Two industrial optimization problems modelled as Mixed-Integer Linear Programs (MILP), built in Python with GAMSPy and solved to optimality.
Institution: Aristotle University of Thessaloniki (School of Mechanical Engineering, AUTh)
Course: Production Planning & Control
Instructor: Georgios Georgiadis, Assistant Professor
Author: Kyriazis Charitopoulos
Semester: Spring 2025–2026
- Python 3
- GAMSPy (GAMS algebraic modelling in Python) + MILP solver
- pandas, NumPy
- Matplotlib (Gantt charts, inventory profiles)
Project 1 — Production & Distribution Network Design
A facility-location MILP: a manufacturer with two Greek factories must open exactly one of eight candidate distribution centers in Germany to serve ten customer zones at minimum total cost (production + installation + transport + handling).
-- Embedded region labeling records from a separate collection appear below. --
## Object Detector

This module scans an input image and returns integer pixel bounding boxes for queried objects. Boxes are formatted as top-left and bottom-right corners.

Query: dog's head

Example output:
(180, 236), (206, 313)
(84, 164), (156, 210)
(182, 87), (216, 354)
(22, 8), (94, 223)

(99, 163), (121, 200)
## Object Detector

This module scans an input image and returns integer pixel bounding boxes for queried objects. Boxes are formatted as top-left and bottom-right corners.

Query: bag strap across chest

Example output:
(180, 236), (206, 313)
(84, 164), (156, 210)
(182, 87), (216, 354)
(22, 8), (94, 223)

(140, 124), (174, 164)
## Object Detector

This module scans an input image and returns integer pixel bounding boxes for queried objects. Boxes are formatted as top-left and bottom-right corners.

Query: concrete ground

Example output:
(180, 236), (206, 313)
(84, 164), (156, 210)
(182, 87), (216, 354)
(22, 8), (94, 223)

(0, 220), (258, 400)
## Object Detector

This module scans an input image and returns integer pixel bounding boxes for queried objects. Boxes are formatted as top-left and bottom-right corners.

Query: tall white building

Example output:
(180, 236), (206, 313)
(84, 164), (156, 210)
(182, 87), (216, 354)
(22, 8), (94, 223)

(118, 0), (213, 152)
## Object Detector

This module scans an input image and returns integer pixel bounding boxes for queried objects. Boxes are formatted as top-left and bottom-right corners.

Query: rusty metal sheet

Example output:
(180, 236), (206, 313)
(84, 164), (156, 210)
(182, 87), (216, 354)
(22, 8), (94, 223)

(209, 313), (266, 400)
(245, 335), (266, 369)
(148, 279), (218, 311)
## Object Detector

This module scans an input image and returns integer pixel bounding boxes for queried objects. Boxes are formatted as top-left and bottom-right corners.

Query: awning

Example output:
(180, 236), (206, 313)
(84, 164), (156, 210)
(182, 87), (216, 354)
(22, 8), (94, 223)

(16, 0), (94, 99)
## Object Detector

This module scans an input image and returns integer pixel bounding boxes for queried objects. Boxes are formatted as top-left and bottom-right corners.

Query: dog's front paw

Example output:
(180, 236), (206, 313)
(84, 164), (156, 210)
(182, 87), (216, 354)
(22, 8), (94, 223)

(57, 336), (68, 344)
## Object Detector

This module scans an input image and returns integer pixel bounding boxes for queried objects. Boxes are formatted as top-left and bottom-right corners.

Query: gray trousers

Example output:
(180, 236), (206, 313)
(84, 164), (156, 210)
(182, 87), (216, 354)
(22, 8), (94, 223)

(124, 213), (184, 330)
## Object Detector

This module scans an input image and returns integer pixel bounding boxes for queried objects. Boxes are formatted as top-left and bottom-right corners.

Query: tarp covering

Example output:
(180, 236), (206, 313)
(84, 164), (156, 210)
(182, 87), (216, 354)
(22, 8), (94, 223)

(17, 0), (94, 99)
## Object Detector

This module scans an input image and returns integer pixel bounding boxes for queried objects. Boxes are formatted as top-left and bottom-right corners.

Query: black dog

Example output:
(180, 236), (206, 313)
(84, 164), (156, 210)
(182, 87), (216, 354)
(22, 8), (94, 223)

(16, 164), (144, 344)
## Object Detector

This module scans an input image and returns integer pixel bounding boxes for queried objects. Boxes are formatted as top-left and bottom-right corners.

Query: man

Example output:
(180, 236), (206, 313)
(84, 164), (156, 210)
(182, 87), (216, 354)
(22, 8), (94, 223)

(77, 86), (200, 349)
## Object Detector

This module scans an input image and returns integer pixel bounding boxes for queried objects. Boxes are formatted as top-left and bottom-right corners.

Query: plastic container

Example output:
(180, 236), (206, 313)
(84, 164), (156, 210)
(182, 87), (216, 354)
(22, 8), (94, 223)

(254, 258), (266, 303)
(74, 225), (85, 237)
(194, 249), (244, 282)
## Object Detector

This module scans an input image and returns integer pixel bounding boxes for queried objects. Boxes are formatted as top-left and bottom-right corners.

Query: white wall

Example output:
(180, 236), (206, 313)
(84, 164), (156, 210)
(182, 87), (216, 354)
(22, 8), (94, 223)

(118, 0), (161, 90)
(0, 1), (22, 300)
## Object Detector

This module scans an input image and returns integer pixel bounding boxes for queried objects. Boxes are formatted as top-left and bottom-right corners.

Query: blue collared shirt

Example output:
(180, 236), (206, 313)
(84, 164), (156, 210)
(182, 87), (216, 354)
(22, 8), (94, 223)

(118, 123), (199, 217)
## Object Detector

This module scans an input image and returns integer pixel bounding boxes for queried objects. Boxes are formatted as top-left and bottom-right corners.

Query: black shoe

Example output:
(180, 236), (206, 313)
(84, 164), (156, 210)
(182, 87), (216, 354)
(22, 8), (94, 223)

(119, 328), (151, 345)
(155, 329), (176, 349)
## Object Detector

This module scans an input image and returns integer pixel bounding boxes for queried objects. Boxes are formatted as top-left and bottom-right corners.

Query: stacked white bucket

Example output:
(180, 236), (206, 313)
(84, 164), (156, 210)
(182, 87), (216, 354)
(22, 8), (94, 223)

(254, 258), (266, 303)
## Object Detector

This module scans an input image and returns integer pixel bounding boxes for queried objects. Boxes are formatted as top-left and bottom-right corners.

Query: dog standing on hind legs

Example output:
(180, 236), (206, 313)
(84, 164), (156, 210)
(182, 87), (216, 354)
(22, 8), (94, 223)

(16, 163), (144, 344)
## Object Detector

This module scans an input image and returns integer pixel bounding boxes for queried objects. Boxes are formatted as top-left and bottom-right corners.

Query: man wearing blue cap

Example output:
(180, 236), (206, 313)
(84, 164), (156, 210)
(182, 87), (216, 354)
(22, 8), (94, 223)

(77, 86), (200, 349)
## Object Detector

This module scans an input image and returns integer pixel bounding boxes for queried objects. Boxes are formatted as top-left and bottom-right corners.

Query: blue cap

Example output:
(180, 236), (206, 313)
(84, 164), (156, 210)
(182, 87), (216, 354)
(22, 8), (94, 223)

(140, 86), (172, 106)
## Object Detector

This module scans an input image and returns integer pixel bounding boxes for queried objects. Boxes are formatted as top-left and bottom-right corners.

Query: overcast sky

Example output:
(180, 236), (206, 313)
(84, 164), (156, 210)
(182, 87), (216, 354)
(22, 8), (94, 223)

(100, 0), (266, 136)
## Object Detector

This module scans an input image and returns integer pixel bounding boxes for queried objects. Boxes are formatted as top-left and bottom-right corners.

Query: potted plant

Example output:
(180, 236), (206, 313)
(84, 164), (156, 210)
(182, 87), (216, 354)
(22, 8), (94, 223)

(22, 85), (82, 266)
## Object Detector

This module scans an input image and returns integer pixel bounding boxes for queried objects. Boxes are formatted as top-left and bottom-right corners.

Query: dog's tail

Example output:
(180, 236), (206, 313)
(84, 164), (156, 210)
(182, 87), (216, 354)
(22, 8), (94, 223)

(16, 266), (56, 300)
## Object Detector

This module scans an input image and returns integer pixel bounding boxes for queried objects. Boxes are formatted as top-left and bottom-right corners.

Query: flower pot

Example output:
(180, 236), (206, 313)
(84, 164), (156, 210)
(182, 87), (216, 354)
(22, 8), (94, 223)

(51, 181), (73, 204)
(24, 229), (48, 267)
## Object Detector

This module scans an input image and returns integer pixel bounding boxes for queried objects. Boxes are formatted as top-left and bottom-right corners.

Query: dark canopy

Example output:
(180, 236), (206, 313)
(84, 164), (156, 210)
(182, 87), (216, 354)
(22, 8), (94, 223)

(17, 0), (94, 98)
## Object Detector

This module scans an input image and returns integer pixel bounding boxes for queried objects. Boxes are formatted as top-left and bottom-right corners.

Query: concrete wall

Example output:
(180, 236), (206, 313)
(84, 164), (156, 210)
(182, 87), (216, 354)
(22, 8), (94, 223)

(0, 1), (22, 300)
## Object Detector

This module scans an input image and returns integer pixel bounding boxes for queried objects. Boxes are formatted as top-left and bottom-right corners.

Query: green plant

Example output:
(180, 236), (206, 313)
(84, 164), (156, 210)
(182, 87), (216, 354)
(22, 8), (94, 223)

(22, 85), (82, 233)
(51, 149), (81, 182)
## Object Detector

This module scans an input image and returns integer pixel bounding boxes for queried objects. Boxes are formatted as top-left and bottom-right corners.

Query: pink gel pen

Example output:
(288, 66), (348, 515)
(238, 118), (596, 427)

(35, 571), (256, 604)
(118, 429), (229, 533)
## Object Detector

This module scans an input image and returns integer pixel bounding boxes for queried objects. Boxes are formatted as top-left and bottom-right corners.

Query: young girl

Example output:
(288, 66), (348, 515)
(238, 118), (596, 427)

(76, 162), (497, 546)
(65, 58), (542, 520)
Extended into a stochastic version with five demand scenarios, minimising expected cost. Optimal DC: Erfurt — €4,412,384.92 deterministic, €4,414,280.32 expected. See project-1-network-design/.
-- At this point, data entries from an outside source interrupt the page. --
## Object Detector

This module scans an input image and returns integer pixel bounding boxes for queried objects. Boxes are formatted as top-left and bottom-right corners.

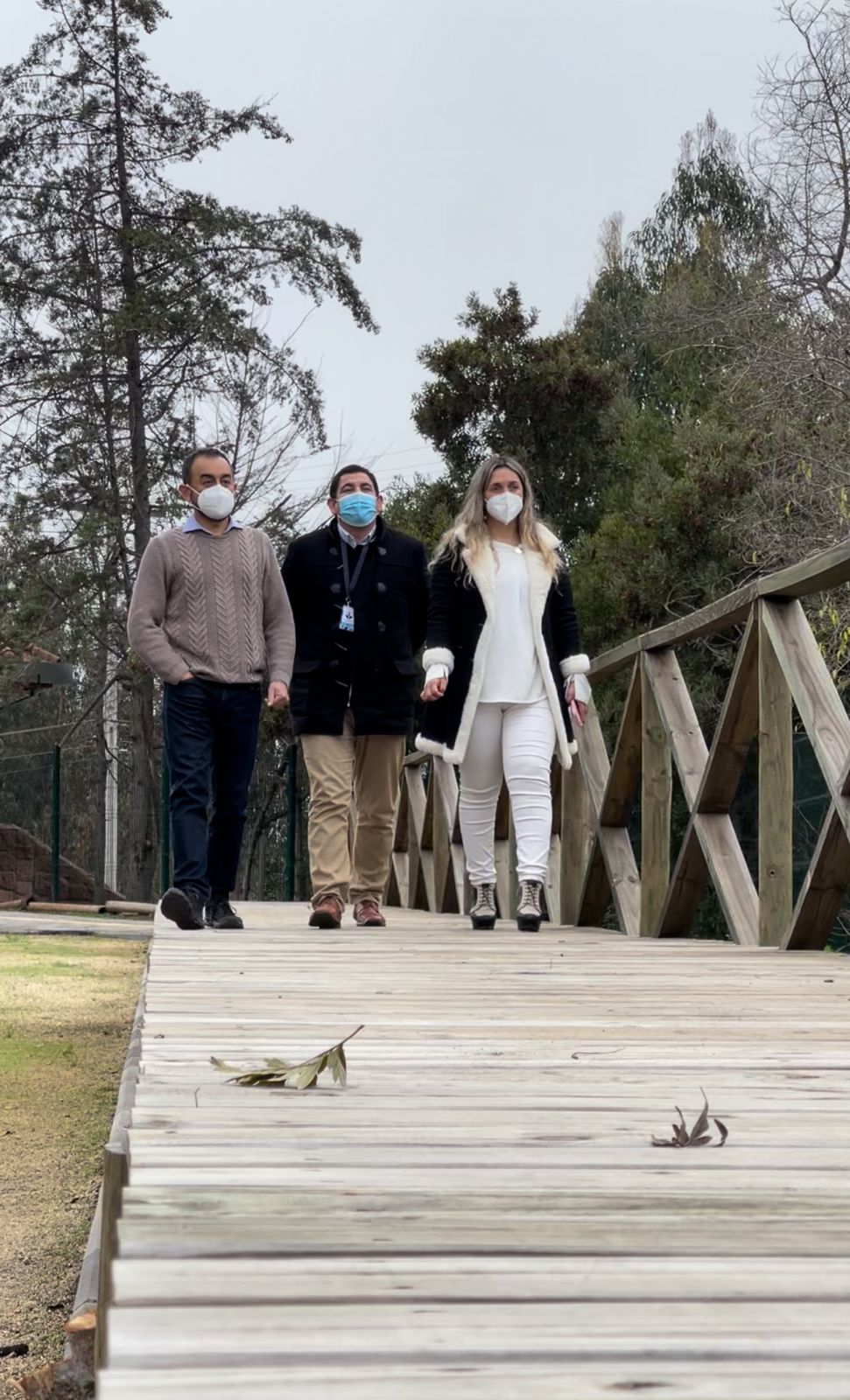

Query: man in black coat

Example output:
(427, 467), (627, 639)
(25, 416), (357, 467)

(283, 466), (428, 928)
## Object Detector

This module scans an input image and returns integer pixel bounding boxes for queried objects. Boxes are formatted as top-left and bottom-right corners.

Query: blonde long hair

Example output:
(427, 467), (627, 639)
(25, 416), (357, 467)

(434, 452), (563, 574)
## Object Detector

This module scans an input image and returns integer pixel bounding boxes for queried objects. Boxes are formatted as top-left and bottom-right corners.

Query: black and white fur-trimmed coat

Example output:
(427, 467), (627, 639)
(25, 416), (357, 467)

(416, 527), (589, 768)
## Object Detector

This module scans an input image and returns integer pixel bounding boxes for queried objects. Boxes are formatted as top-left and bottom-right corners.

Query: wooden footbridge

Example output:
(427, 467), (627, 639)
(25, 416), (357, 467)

(100, 549), (850, 1400)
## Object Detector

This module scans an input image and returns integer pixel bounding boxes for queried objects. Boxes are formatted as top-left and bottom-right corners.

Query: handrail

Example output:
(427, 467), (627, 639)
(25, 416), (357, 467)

(589, 541), (850, 681)
(387, 541), (850, 949)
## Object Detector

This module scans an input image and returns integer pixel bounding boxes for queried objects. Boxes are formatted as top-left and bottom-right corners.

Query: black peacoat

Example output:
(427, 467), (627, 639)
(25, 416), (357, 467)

(416, 527), (589, 767)
(283, 516), (427, 735)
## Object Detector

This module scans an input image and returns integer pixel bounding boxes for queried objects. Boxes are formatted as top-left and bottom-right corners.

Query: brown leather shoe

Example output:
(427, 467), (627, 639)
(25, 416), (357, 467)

(355, 899), (387, 928)
(310, 893), (345, 928)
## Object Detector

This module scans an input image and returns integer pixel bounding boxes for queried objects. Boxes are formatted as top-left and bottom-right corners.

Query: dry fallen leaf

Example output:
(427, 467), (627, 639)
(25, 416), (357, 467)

(210, 1026), (362, 1089)
(652, 1089), (729, 1146)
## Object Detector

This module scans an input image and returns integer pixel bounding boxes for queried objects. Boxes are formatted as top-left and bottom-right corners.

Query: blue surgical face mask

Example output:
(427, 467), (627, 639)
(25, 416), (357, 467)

(338, 492), (378, 525)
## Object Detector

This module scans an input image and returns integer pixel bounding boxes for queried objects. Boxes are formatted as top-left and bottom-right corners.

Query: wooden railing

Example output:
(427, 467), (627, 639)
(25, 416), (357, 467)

(388, 543), (850, 948)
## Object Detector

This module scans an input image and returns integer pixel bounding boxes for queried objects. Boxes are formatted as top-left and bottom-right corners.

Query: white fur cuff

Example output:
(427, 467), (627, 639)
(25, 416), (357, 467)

(560, 653), (591, 679)
(422, 647), (455, 676)
(413, 733), (446, 759)
(570, 676), (591, 704)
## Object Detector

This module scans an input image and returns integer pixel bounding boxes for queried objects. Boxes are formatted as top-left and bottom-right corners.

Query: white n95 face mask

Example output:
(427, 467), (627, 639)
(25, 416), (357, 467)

(484, 492), (523, 525)
(198, 486), (234, 521)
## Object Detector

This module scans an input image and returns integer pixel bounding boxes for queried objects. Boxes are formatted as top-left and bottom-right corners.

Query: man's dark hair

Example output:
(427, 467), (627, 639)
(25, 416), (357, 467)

(184, 446), (229, 486)
(327, 466), (381, 500)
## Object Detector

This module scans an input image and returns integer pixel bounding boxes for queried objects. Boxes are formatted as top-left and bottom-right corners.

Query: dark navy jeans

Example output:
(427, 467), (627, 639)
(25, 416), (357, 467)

(163, 677), (262, 900)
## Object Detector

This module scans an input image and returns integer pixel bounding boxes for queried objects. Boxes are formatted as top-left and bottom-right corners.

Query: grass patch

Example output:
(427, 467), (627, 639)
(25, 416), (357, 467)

(0, 934), (144, 1400)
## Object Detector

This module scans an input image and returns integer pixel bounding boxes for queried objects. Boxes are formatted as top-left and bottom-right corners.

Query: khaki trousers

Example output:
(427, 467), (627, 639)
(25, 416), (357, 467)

(301, 710), (404, 905)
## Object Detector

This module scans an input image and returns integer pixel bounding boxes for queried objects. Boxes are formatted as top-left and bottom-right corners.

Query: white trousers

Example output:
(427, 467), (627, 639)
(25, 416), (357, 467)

(460, 698), (554, 885)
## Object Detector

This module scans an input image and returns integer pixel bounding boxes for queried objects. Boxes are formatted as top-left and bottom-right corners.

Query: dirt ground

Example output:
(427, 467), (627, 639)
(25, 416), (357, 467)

(0, 934), (145, 1400)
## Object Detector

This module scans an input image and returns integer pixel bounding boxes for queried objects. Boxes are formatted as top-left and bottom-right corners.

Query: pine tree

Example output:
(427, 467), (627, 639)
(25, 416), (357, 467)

(0, 0), (374, 898)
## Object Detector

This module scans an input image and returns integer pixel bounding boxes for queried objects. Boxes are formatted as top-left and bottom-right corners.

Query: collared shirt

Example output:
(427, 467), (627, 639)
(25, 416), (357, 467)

(180, 515), (242, 535)
(336, 520), (378, 549)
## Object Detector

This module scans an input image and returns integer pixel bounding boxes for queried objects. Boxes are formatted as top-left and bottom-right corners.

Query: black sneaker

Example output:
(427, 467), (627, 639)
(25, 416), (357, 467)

(159, 885), (203, 928)
(205, 894), (245, 928)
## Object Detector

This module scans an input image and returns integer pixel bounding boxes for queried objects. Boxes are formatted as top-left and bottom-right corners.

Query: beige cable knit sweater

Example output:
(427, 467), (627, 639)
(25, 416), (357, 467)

(128, 527), (296, 684)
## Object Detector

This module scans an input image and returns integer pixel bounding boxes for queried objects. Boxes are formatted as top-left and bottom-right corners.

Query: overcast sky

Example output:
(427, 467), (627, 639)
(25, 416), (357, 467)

(0, 0), (790, 514)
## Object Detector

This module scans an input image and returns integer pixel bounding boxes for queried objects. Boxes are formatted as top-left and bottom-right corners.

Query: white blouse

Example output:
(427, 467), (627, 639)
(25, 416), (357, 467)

(481, 542), (546, 704)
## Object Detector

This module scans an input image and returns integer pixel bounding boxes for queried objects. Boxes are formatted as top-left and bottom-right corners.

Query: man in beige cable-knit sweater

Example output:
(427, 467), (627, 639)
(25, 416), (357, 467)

Project 2 — Polystyrene Batch-Plant Scheduling
A State-Task Network (STN) scheduling MILP: a five-stage polystyrene plant (premixing → reaction → screening → sparging → blending) with 21 units must produce a profit-maximizing 24-hour schedule, respecting batch durations, no-storage intermediates, equipment-holding logic, and a single-occupancy shared silo. Maximum profit: 193.696 k€; screening identified as the bottleneck. See project-2-stn-scheduling/.
Mathematical modelling
Translating a word-based business problem into formal optimization: defining indices/sets, parameters, decision variables, constraints, and an objective. The central habit — asking "what is actually being decided here?" — is what separates a variable from a parameter.
Mixed-Integer programming
Using binary variables to encode logical decisions (open a DC y[k]; start a task W[i,j,t]) and coupling them to continuous quantities (flows, batch sizes) through linking constraints like Vmin·W ≤ B ≤ Vmax·W.
Constraint formulation
Expressing physics and business rules as linear inequalities — flow balance, capacity, demand satisfaction, mass conservation with yield/evaporation, big-M switching, and mutual exclusion — and recognising when a constraint is non-binding because a tighter one dominates.
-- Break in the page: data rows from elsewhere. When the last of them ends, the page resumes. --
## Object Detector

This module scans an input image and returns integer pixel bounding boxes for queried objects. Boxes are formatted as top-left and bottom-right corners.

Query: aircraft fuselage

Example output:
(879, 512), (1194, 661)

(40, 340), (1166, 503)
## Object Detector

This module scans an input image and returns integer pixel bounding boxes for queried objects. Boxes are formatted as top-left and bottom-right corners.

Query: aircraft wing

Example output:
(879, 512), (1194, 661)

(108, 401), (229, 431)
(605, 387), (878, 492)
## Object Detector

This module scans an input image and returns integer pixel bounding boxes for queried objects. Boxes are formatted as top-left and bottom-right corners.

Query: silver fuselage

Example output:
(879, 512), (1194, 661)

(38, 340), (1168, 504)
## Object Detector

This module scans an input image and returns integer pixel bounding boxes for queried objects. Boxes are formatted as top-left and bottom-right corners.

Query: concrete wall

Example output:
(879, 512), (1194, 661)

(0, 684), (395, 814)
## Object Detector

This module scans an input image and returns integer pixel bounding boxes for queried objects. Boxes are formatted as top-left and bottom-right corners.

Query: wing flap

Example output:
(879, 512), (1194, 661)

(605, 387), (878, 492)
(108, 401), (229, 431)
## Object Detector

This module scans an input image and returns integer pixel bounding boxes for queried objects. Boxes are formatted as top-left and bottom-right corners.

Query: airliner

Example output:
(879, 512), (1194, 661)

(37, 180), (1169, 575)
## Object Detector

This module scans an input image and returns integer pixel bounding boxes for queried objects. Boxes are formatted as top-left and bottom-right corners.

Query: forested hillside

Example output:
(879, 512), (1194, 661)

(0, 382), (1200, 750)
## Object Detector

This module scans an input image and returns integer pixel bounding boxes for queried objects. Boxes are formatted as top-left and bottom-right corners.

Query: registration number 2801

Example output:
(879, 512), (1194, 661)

Optimization under uncertainty
Extending a deterministic model with a scenario index and probabilities to minimise expected cost: the robust choice isn't best on average, it's best across all weighted cases.
Batch-process scheduling (STN)
Modelling a plant as tasks consuming/producing states on shared units over discrete time — handling semi-continuous vs. batch operations, multi-period equipment occupancy, intermediates with no storage, and shared-resource exclusivity.
Reading a solution, not just solving
Identifying bottlenecks, explaining why the solver chose what it did, cross-checking output against inputs, using marginal/reduced costs (the €96,605 second-best gap), and communicating schedules visually via Gantt charts.
| File | Description |
|---|---|
Network_Optimization_EN_2.py |
Facility-location MILP (deterministic + stochastic) |
Network_Optimization_Report_EN.pdff |
Mathematical model, methodology, results |
STN_cl_EN.py |
Polystyrene STN scheduling model + plotting |
project-2-stn-scheduling/report.pdf |
STN diagram, model, schedule analysis |
*/docs/assignment.pdf |
Original assignment briefs (reference) |
Requirements: Python 3.8+, a working GAMS/GAMSPy installation
git clone https://github.com/<your-username>/optimization-portfolio.git
cd optimization-portfolio
pip install gamspy pandas numpy matplotlibThen enter a project folder and run its script:
cd project-1-network-design
python Network_Optimization_EN_2.pyA free GAMS community/demo license covers models of this size.
| Project | Type | Objective | Outcome |
|---|---|---|---|
| 1 — Network Design | Facility location | Minimise cost | Erfurt — €4,412,384.92 (det.) / €4,414,280.32 (exp.) |
| 2 — STN Scheduling | Batch scheduling | Maximise profit | 193.696 k€ — screening is the bottleneck |
| Field | Detail |
|---|---|
| Name | Charitopoulos Kyriazis |
| University | Aristotle University of Thessaloniki |
| Department | Mechanical Engineering |
Academic coursework — Aristotle University of Thessaloniki. Not for resubmission in other academic contexts.